The period of this book was above all the culmination of a century of the most accelerated rate of change in man’s record. Since the last explosion of a generalized belligerent will in the Napoleonic wars, the industrial and scientific revolutions had transformed the world. Man had entered the Nineteenth Century using only his own and animal power, supplemented by that of wind and water, much as he had entered the Thirteenth, or, for that matter, the First. He entered the Twentieth with his capacities in transportation, communication, production, manufacture and weaponry multiplied a thousandfold by the energy of machines. Industrial society gave man new powers and new scope while at the same time building up new pressures in prosperity and poverty, in growth of population and crowding in cities, in antagonisms of classes and groups, in separation from nature and from satisfaction in individual work. Science gave man new welfare and new horizons while it took away belief in God and certainty in a scheme of things he knew. By the time he left the Nineteenth Century he had as much new unease as ease. Although fin de siècle usually connotes decadence, in fact society at the turn of the century was not so much decaying as bursting with new tensions and accumulated energies. Stefan Zweig who was thirty-three in 1914 believed that the outbreak of war “had nothing to do with ideas and hardly even with frontiers. I cannot explain it otherwise than by this surplus force, a tragic consequence of the internal dynamism that had accumulated in forty years of peace and now sought violent release.”

In attempting to portray what the world before the war was like my process has been admittedly highly selective. I am conscious on finishing this book that it could be written all over again under the same title with entirely other subject matter; and then a third time, still without repeating. There could be chapters on the literature of the period, on its wars—the Sino-Japanese, Spanish-American, Boer, Russo-Japanese, Balkan—on imperialism, on science and technology, on business and trade, on women, on royalty, on medicine, on painting, on as many different subjects as might appeal to the individual historian. There could have been chapters on King Leopold II of Belgium, Chekhov, Sargent, The Horse, or U.S. Steel, all of which figured in my original plan. There should have been a chapter on some ordinary everyday shopkeeper or clerk representing the mute inglorious anonymous middle class but I never found him.

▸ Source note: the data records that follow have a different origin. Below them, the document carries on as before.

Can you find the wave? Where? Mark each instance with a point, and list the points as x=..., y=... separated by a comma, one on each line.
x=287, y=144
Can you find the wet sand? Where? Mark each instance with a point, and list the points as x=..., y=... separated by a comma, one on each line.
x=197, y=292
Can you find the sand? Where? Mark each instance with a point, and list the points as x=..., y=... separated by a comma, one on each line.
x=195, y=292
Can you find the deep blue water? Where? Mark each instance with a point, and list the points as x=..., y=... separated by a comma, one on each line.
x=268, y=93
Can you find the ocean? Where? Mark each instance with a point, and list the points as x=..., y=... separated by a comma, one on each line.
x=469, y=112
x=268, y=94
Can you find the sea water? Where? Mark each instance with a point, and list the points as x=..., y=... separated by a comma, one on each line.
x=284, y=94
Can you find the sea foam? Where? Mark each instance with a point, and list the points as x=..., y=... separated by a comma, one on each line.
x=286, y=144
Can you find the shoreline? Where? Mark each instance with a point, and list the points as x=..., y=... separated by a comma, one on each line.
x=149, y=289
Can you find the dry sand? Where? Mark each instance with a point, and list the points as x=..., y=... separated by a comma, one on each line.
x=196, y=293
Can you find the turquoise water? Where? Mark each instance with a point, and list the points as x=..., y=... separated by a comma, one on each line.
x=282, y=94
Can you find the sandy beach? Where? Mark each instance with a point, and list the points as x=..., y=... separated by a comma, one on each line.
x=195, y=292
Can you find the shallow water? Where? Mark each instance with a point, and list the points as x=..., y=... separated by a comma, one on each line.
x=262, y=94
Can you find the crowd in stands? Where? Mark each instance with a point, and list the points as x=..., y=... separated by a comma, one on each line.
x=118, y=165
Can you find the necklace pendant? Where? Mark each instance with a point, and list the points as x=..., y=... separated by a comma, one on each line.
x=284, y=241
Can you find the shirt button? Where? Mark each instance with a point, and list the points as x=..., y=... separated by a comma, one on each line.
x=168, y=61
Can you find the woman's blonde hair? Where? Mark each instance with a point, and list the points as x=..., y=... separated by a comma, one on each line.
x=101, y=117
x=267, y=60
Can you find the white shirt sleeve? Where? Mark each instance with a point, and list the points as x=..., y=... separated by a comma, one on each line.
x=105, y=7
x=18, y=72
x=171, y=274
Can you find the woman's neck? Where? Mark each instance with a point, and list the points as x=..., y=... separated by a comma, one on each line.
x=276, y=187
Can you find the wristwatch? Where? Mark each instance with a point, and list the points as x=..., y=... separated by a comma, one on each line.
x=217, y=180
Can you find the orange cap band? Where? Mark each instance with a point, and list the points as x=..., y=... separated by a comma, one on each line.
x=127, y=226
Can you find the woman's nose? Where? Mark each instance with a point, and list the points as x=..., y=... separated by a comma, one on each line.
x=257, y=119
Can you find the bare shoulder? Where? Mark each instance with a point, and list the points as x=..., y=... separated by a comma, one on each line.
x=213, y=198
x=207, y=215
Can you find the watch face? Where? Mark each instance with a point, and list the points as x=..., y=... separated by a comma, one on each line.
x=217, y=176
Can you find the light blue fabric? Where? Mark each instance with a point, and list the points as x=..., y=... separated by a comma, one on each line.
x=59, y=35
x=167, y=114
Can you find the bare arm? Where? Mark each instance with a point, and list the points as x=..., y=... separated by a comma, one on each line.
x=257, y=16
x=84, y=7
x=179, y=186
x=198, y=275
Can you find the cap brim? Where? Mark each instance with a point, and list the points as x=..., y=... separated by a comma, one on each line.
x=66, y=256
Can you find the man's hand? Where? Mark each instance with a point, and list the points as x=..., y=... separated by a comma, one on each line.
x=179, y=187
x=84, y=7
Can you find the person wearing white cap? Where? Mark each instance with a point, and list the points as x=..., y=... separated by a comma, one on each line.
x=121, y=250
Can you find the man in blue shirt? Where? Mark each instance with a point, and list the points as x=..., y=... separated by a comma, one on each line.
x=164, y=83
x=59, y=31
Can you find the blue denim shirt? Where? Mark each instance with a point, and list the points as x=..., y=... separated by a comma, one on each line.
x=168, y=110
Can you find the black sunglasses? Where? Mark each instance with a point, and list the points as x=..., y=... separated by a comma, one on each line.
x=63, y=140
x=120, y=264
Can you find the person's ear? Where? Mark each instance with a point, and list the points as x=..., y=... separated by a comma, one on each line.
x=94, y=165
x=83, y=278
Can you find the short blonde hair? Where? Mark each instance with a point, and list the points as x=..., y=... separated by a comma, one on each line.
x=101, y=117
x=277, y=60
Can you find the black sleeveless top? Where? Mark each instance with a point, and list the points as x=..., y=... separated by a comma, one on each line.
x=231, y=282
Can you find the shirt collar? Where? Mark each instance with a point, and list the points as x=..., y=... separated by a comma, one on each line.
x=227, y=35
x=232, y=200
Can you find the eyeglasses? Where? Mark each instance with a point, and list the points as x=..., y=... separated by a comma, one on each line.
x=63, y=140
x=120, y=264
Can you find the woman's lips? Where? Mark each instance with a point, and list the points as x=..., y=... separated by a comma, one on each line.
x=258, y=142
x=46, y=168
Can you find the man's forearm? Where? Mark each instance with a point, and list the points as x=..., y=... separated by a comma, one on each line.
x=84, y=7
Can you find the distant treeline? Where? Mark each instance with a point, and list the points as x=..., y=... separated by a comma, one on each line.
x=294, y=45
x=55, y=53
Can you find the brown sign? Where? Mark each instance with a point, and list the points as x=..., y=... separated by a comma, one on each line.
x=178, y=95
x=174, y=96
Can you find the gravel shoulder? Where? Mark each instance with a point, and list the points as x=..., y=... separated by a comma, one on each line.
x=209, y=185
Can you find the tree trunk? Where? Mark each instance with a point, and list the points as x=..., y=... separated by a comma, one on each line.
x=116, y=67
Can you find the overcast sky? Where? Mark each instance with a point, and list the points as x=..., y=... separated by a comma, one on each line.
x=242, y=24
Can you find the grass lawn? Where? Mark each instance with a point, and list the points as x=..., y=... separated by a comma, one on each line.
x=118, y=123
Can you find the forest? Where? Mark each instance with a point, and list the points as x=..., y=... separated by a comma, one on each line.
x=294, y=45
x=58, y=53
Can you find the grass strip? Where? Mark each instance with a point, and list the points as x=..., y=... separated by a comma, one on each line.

I think I owe the reader a word about my process of selection. In the first place I confined myself to the Anglo-American and West European world from which our experience and culture most directly derive, leaving aside the East European which, however important, is a separate tradition. In choice of subjects the criterion I used was that they must be truly representative of the period in question and have exerted their major influence on civilization before 1914, not after. This consideration ruled out the automobile and airplane, Freud and Einstein and the movements they represented. I also ruled out eccentrics, however captivating.

I realize that what follows offers no over-all conclusion but to draw some tidy generalization from the heterogenity of the age would be invalid. I also know that what follows is far from the whole picture. It is not false modesty which prompts me to say so but simply an acute awareness of what I have not included. The faces and voices of all that I have left out crowd around me as I reach the end.